I generally start going nuts after 48-72 hours of no formal, structured physical activity, with physical and mental withdrawal symptoms of aches, pains, depression, lethargy. I feel much better when I start doing SOMETHING every day. That was the hardest part of being involuntarily laid up in Sept 2010. As soon as I got out of the hospital, I started walking everyday, even if it was only 0.4 miles to the mail box and back the first day.
If I were 20-30 years younger, I'd probably lounge for 1-2 months every year, but, at my age, I worry that I'm deep into "Use It or Lose It" territory.
P- I would invest in some muscle work and flexibilty ex's on your own. Make sure all the kinks are worked out.
Enjoy your time off everyone, it will pay HUGE dividends next season!!!
It depends on the year, but something along the long of what Dave does -- about five weeks. I've been running, but since Timberman, every workout has been fun. There's been no "suck it up and get it done" at all. I haven't recorded a bit of data and haven't opened RaceDay.
I'm down about two VDOT points, and don't care, which I consider a sign of athlete maturity for me. I know they will come back. Body just needs a fallow season. I'm learning that it is time to seriously work when the head's ready to go and I start actually wanting to do intervals on the trainer.

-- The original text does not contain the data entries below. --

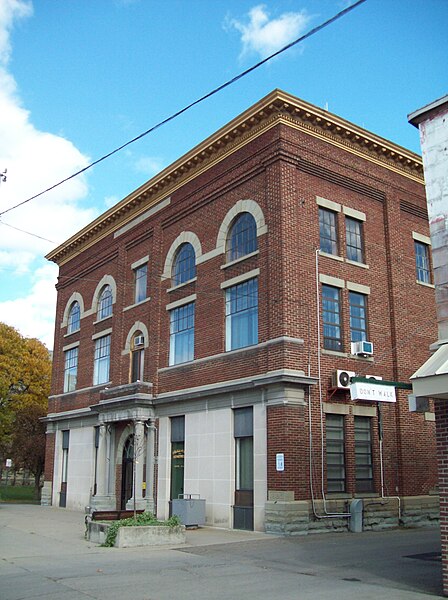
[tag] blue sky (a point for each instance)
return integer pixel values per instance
(80, 77)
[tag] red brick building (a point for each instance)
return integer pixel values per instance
(209, 324)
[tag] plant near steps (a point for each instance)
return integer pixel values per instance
(145, 518)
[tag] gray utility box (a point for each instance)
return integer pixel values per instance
(190, 509)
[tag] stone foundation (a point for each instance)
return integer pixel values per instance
(141, 535)
(298, 518)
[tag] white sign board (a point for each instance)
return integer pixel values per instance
(280, 462)
(372, 392)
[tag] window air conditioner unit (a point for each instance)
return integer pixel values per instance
(362, 348)
(341, 379)
(139, 340)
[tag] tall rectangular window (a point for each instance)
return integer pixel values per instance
(328, 231)
(244, 468)
(177, 456)
(354, 241)
(182, 334)
(101, 360)
(70, 369)
(334, 431)
(422, 266)
(331, 317)
(64, 474)
(363, 455)
(242, 315)
(141, 279)
(358, 317)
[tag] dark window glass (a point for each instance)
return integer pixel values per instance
(182, 334)
(334, 430)
(242, 315)
(331, 317)
(358, 317)
(105, 303)
(422, 262)
(141, 278)
(363, 455)
(328, 231)
(184, 267)
(74, 318)
(354, 242)
(242, 238)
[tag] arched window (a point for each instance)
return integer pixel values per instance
(184, 267)
(74, 318)
(105, 303)
(242, 238)
(137, 356)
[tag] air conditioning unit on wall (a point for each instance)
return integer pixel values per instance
(364, 348)
(139, 340)
(341, 379)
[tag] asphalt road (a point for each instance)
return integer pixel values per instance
(44, 556)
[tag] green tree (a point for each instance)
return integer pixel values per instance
(25, 374)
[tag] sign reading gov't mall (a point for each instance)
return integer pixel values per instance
(372, 392)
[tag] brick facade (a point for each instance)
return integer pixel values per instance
(280, 161)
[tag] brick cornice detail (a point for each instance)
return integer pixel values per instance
(277, 107)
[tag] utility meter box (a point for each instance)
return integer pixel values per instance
(190, 509)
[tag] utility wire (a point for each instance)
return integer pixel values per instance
(27, 232)
(195, 102)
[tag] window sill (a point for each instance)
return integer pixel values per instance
(332, 256)
(334, 353)
(137, 304)
(356, 263)
(181, 285)
(424, 284)
(238, 260)
(72, 332)
(102, 320)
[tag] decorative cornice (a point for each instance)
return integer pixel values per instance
(276, 108)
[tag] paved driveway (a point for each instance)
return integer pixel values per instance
(44, 556)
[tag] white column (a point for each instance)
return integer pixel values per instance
(150, 445)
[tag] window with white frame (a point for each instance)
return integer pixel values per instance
(354, 240)
(101, 360)
(70, 369)
(331, 317)
(358, 317)
(242, 237)
(242, 314)
(182, 334)
(137, 357)
(184, 265)
(422, 264)
(74, 318)
(105, 303)
(328, 233)
(140, 282)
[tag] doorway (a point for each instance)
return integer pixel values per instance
(127, 472)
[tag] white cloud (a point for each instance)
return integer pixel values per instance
(149, 165)
(35, 160)
(33, 313)
(264, 36)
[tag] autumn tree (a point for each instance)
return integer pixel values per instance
(25, 372)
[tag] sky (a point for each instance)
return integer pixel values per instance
(79, 78)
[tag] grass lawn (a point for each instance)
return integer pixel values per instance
(23, 494)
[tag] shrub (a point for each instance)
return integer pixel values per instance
(144, 518)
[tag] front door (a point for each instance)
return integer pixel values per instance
(127, 472)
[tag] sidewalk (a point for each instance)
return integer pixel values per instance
(44, 555)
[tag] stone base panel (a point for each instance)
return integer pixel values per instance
(299, 518)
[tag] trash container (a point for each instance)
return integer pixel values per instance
(190, 509)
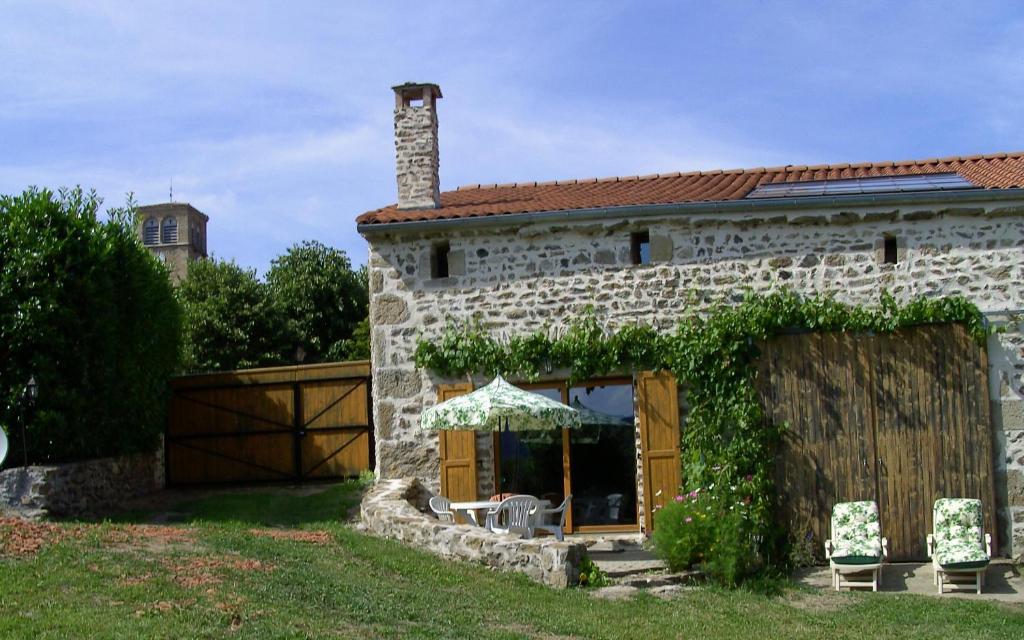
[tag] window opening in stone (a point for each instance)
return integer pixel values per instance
(151, 231)
(169, 230)
(890, 255)
(640, 248)
(438, 260)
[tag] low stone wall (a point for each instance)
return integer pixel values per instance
(79, 488)
(396, 509)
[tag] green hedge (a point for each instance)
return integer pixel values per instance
(92, 315)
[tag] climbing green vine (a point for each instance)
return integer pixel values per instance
(714, 353)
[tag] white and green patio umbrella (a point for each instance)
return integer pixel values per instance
(499, 406)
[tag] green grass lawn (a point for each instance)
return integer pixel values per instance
(221, 574)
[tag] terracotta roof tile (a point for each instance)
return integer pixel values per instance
(988, 171)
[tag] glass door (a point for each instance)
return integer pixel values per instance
(603, 457)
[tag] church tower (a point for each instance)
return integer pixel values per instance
(175, 232)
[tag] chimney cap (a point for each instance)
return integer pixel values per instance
(413, 87)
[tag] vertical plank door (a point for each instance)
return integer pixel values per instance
(819, 386)
(933, 430)
(658, 412)
(458, 453)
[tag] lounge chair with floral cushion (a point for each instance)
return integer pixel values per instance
(856, 545)
(957, 545)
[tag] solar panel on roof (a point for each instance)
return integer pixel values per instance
(850, 186)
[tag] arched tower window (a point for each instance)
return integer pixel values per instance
(169, 230)
(151, 231)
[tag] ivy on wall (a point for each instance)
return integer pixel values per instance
(713, 353)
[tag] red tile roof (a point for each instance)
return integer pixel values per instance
(991, 171)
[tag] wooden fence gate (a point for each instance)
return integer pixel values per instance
(287, 423)
(901, 419)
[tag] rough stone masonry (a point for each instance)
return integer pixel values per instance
(519, 278)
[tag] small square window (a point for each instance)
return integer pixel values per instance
(438, 260)
(890, 254)
(640, 248)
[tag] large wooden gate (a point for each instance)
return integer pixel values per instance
(287, 423)
(901, 419)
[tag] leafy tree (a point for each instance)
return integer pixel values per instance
(90, 313)
(230, 321)
(325, 299)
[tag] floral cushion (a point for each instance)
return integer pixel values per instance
(856, 530)
(957, 534)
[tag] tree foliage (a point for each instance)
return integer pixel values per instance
(324, 298)
(311, 300)
(90, 313)
(230, 321)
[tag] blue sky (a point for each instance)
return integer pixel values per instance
(275, 118)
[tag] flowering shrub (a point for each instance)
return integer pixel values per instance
(591, 574)
(717, 526)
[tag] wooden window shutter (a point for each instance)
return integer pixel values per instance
(658, 411)
(458, 451)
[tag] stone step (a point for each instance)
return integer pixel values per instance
(624, 563)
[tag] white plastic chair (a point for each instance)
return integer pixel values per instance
(441, 507)
(856, 545)
(543, 516)
(958, 545)
(514, 515)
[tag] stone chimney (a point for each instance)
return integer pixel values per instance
(416, 155)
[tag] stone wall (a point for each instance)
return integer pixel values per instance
(396, 509)
(519, 279)
(81, 488)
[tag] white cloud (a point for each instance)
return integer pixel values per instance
(275, 120)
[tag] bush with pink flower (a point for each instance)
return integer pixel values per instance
(717, 527)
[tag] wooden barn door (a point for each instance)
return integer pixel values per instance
(933, 429)
(657, 399)
(458, 453)
(827, 454)
(900, 419)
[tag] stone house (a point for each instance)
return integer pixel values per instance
(526, 255)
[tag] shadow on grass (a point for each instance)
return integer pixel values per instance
(258, 507)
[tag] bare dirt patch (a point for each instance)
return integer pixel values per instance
(153, 538)
(204, 571)
(26, 538)
(315, 538)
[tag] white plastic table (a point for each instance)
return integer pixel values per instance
(470, 510)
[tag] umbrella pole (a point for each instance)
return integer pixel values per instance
(515, 468)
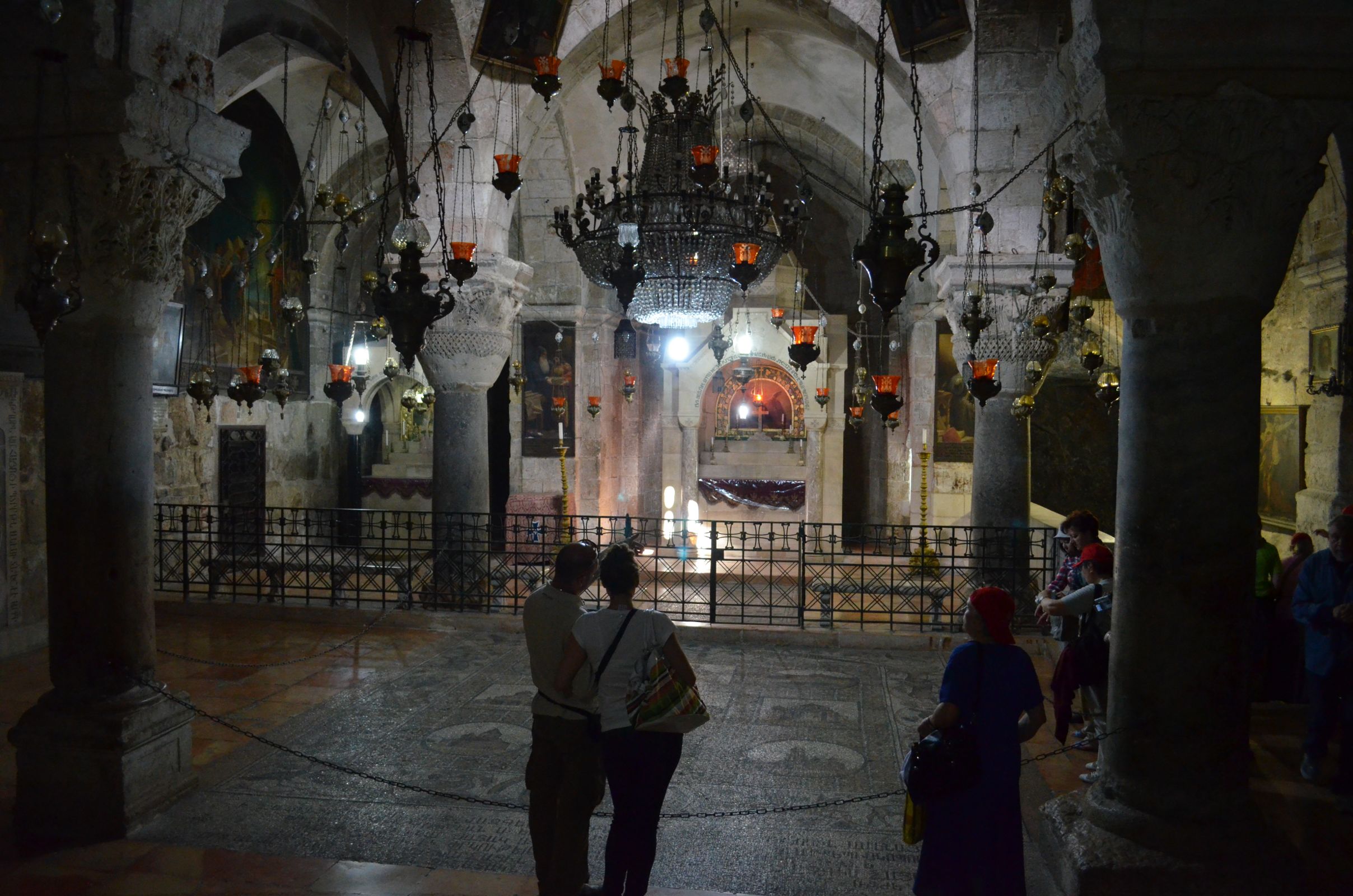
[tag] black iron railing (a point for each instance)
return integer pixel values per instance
(800, 574)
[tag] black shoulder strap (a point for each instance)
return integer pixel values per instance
(981, 668)
(610, 650)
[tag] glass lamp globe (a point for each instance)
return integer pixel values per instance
(410, 231)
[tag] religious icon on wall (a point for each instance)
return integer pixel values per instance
(240, 320)
(1324, 358)
(955, 413)
(1282, 469)
(513, 33)
(547, 400)
(922, 24)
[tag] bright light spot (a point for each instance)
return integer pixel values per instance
(678, 349)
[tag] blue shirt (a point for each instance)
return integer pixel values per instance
(1324, 585)
(1009, 689)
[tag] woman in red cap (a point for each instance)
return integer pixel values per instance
(974, 841)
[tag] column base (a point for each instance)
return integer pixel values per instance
(87, 773)
(1088, 860)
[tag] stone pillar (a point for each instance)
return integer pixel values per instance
(689, 465)
(99, 753)
(1153, 174)
(463, 356)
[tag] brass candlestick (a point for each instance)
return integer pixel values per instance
(925, 489)
(563, 481)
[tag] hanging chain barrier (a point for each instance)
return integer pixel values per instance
(503, 804)
(281, 662)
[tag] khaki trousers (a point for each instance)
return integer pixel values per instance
(566, 783)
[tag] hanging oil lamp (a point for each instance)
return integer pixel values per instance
(251, 385)
(888, 255)
(293, 310)
(804, 351)
(1092, 355)
(743, 270)
(981, 379)
(885, 400)
(1107, 389)
(269, 362)
(675, 85)
(1075, 247)
(719, 344)
(974, 320)
(1081, 309)
(409, 310)
(44, 302)
(517, 381)
(462, 262)
(704, 168)
(508, 180)
(628, 273)
(547, 77)
(610, 86)
(202, 389)
(282, 391)
(340, 384)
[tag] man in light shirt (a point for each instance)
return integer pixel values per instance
(563, 773)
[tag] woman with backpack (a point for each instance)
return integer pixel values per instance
(619, 641)
(974, 841)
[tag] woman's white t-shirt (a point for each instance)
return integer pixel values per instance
(594, 632)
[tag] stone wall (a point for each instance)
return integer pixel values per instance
(1313, 294)
(305, 452)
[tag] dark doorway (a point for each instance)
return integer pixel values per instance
(241, 486)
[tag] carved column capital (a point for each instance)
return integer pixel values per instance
(466, 351)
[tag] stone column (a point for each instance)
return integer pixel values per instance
(689, 465)
(98, 753)
(463, 356)
(1000, 440)
(1153, 174)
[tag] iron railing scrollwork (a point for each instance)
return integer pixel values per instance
(763, 573)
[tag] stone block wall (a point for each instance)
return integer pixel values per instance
(1314, 294)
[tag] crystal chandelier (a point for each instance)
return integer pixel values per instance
(694, 225)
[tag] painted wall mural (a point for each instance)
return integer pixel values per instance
(232, 324)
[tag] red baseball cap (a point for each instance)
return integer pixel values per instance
(1099, 556)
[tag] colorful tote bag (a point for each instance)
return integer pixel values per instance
(656, 702)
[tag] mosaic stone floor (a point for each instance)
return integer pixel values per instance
(792, 725)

All that said, knowing that I hate time off, or traditional tapering for that matter, I have made many changes and adjustments to my training. I am now VERY careful to not dig hole in anyway at anytime during training. At the very first sign of fatigue, I back off instead of pushing through. My body seems to respond best to gradual and consistance increases in stress. I'm about to hit 12 months of straight training and I'm still feeling awesome and nailing every workout, no signs of fatigue and no where near burning out, in fact my mojo and desire to keep going just get stronger every week.
I did the newbie thing too. I had severe adrenal insufficiency this spring. Tough to race, but I was advised to either come back very slow or take the rest of the season off. I joined EN in July and it was a smart decision. Either way, it is not fun when your body has no catecholamines.... That being said, I took a different route this year than last season's end. I really felt like my core was week at the end of this season. It bothered me too, because I am <10% body fat. I took 2 weeks off, riding through the neighborhood at 14 mph looking at the things I rarely notice, like trees, deer and pretty scenery. I did do some core cross fit workouts and I am starting to get excited about the nov OS. That is a lot better than where I was last year. But it is reassuring to hear that others feel the same "trashed" feeling and struggle doing a 3 mile run as well. My wife has commented a lot lately that she hasn't had to make the bed in weeks....
I usually get back to running pretty quick. Usually wed or thursday after any race that involves 26.2. I never really feel good until after I run a couple of times. Nothing to organized and certainly do not push it for several weeks if not longer. I have no problem ignoring the bike and swimming for a month or so. After LP this year the first time I rode my tri bike was to make sure that it still worked the day before I raced an olympic on labor day weekend. Have not touched it since. I rode my road bike on nice days and when I raced it.
But then, I do not run 6-7 times a week because I want to be faster when I race, if I never entered another tri I would still do that.